The Importance of Imagery for Content

Nowadays, everyone has a device with a high quality lens. Everywhere you turn someone is snapping away. It makes sense why intensive photo/video platforms such as Instagram, Facebook, Pinterest, and Snapchat keeps users continuously engaged. Also, why content with great imagery results in more views.

For a designer, selecting the proper imagery is not necessarily about page views, but transforming the creative.  Imagery can complement or elevate a creative piece to enrich its story. As a designer you cannot add some half-ass nonthought-out imagery to your work. That poor choice will become a distraction and it will make you seem as though you lack creative judgment. A transformative image leads to more engagement and a higher chance of virality.

So what are the attributes of a transformative image?

Complementing the Content
Here is a clear example. If I was creating a brochure for the little blue pill, called Viagra. Common sense should tell me that placing a church choir as the cover image, doesn’t make much sense. Sure, some may say “Hallelujah!” for their newly found standing ovation. But others my find the connection between the two be a bit limp. The images should be related to your subject matter. They should be unique, strong and beautiful.

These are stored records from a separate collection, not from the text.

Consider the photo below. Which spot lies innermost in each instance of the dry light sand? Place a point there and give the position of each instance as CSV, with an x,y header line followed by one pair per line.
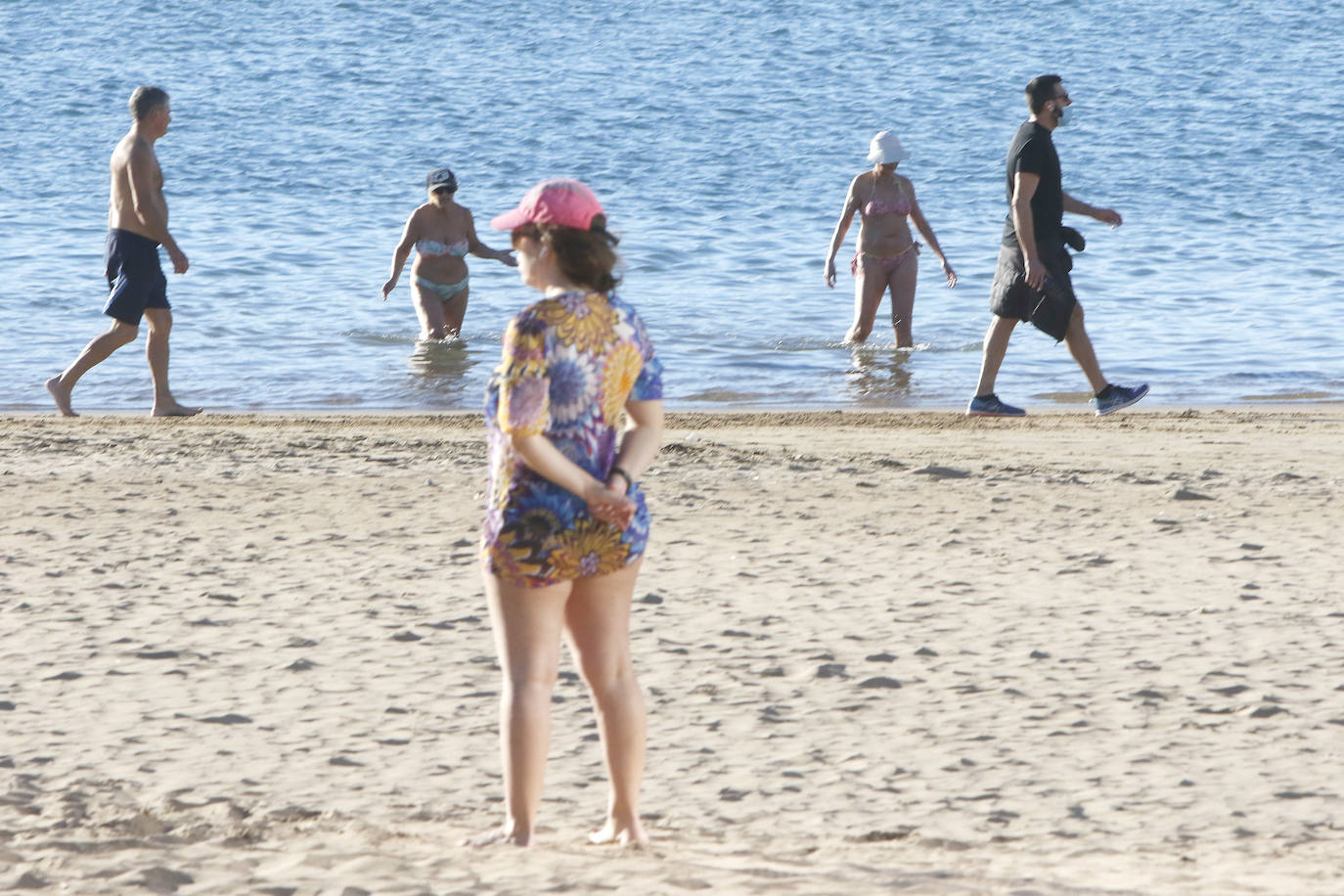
x,y
883,653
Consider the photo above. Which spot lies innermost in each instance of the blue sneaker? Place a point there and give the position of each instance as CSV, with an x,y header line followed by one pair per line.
x,y
1117,398
991,406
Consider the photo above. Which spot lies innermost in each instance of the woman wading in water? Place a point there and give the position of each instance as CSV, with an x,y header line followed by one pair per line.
x,y
887,254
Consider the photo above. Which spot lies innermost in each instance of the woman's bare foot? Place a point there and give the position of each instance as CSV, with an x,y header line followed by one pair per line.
x,y
620,834
502,834
61,395
173,410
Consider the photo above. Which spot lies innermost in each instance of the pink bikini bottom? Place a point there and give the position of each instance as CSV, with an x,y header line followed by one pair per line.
x,y
888,265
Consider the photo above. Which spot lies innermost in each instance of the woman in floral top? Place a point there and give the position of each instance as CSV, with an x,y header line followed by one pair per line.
x,y
566,522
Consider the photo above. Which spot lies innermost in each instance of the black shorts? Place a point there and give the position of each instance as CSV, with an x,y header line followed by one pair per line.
x,y
133,276
1048,309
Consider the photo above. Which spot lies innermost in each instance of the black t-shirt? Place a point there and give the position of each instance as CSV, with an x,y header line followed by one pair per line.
x,y
1032,152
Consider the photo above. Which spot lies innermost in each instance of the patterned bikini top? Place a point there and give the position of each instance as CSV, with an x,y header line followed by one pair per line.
x,y
434,247
880,207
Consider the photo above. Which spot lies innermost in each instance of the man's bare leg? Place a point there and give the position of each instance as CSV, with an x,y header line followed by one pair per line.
x,y
97,351
1080,345
157,352
996,345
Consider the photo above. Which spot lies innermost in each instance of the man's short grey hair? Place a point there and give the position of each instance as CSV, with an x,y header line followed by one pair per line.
x,y
146,101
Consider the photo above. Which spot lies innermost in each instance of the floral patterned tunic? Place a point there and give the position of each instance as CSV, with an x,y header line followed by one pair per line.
x,y
570,363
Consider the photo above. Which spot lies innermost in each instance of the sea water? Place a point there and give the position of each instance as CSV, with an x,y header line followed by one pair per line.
x,y
722,139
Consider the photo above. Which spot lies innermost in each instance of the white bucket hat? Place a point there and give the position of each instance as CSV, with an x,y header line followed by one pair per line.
x,y
886,148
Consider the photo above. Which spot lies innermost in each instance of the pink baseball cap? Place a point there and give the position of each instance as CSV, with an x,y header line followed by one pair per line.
x,y
554,202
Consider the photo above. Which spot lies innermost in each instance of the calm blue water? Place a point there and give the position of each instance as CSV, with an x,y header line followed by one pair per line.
x,y
722,140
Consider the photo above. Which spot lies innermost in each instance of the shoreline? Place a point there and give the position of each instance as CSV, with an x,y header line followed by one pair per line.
x,y
880,649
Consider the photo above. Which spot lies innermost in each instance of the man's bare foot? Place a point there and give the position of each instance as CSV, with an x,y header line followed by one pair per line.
x,y
62,396
493,835
175,410
620,834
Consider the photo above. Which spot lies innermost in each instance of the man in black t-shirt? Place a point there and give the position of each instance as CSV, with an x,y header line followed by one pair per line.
x,y
1031,281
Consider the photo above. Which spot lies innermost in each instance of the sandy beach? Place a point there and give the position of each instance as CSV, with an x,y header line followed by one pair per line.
x,y
882,651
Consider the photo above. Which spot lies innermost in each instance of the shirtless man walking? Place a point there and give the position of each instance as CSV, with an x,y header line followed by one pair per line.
x,y
137,225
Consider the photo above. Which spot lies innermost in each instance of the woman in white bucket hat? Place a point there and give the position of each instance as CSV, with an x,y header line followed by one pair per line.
x,y
886,256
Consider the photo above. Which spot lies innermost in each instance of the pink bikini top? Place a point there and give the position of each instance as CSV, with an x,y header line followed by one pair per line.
x,y
880,207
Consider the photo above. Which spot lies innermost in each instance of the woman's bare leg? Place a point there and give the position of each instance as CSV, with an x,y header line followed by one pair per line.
x,y
902,283
869,288
428,309
599,625
455,310
527,637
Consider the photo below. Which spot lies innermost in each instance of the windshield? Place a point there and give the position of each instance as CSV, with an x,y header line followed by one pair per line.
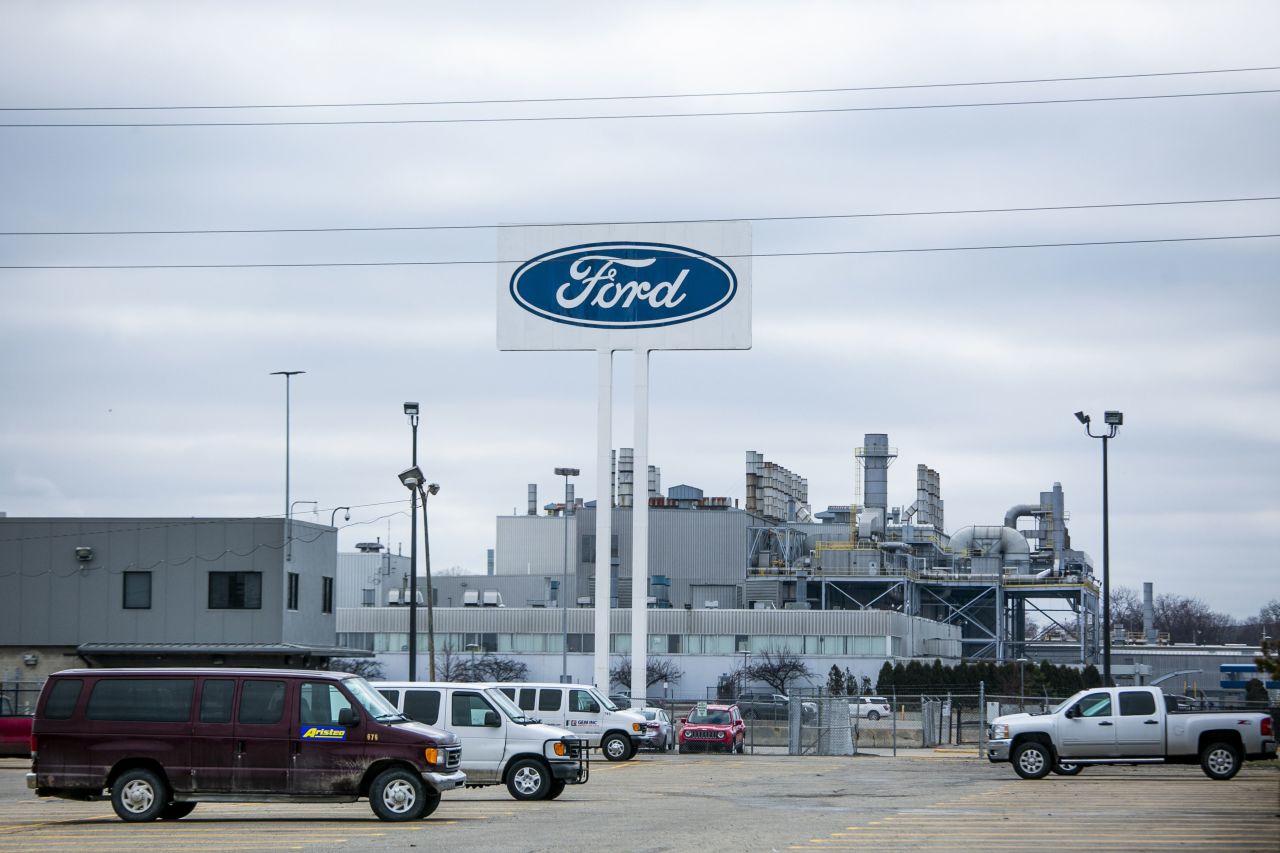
x,y
507,706
604,702
374,702
709,717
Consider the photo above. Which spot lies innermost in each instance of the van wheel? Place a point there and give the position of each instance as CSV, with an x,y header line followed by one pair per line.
x,y
177,811
398,794
1032,760
1220,761
138,794
616,747
529,779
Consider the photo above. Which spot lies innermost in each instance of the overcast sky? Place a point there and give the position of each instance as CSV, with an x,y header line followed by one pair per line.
x,y
146,392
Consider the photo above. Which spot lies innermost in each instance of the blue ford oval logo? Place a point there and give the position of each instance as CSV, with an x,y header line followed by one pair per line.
x,y
624,284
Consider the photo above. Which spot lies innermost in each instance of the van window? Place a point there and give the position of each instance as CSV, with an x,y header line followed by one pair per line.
x,y
261,702
319,703
1137,703
63,698
581,702
423,706
469,710
215,701
549,699
141,699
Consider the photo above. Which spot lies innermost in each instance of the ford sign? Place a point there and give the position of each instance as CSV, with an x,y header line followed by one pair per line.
x,y
624,284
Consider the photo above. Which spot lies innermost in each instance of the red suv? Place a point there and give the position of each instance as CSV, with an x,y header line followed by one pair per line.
x,y
713,728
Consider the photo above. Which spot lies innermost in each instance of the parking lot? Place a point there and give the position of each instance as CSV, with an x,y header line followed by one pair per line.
x,y
918,801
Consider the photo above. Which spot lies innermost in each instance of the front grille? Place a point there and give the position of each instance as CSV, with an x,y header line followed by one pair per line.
x,y
703,735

This relates to how the subject matter within you pictures are framed. A well framed image with great subject matter can tell a story without you adding words. A poorly framed image with unwanted objects or people for that matter (my uncle Ray-Ray), can lead the viewer down winding roads that can muddy the overall story.

Color, Contrast & Clarity
Okay, pet peeve alert! I myself have done this a couple times during the beginning stages of my career. Purchasing a small resolution photo and scaling it up to fit a certain size. At the time I wasn’t aware of resolution importance and the ability to only scale down not up. My prints were coming out blurry. So, despite what you heard size does matter. Larger photos give the flexibility to scale down to medium or small for clarity. Also it gives “real estate” to size and the ability to crop images properly. Color and contrast adds to the overall appeal creating another dimension to the overall creative work. Dull lifeless color-stricken imagery brings any creative to a complete stand still.

So, ask yourself this before selecting imagery.

Does it meet the 5 C’s.
1. Complementing the Content (most important)
2. Composition (most important)
3. Clarity (very important)
4. Color (just as important)
5. Contrast (just as important)

Hint: They are all important!

Here are the top three stock imagery sites I have used heavily in the past.

1. Thinkstock Photography
The beauty of Thinkstock is that it’s like 22 (could be more) sites in one. It pulls images from other partner sites so you have the best of 22 some odd sites from around the world in one. For $166 bucks a month which includes a 100 downloads/month. That is not too shabby! The one con, not every image can be pulled from partner sites.

2. iStock Photography
This was my guilty pleasure before I stumbled upon Thinkstock. Top notch premium imagery but more importantly, a very large library of vectors that I constantly sunk my teeth into. My only con is that you need to purchase credit packs which are bit more expensive. They use to provide the choice to buy credits seperately (credits were cheaper back then, circa 2010) or the option to pay, let’s say, $21.95 for a large image.

3. (FreeImages)
Hey, maybe you don’t want to pay for stock photography, because you just bought the new Yeezy’s (Yes, I am throwing judgement your way). SXC.HU now named has vast assortment of images. The con, all the images are generic and basic but every once in a while, you definitely find a diamond in the rough.

4. Yuri Jai’s FREE Stock Library
Oh I know… you guys must be saying, Yuri how could you plug you own stock imagery library. (readers chant in unison) SHAME…. SHAME…. SHAME….SHAME…. Well, all I can say is GUILTY AS CHARGED, SHAMEFUL PLUG IT IS! My stock imagery is bar none better than Thinkstock and iStock. The Gods on Mt. Olympus couldn’t have crafted a better library. The con, being as meticulous as I am, I only add the finest of imagery to the library. I am to imagery as Perdue is to chicken. How was that for a promotion. Was it over the top? 🙂

Let me know what stock imagery sites you find to be useful and how you decide which images best suite your content? Or are you the type that likes to take your own pictures?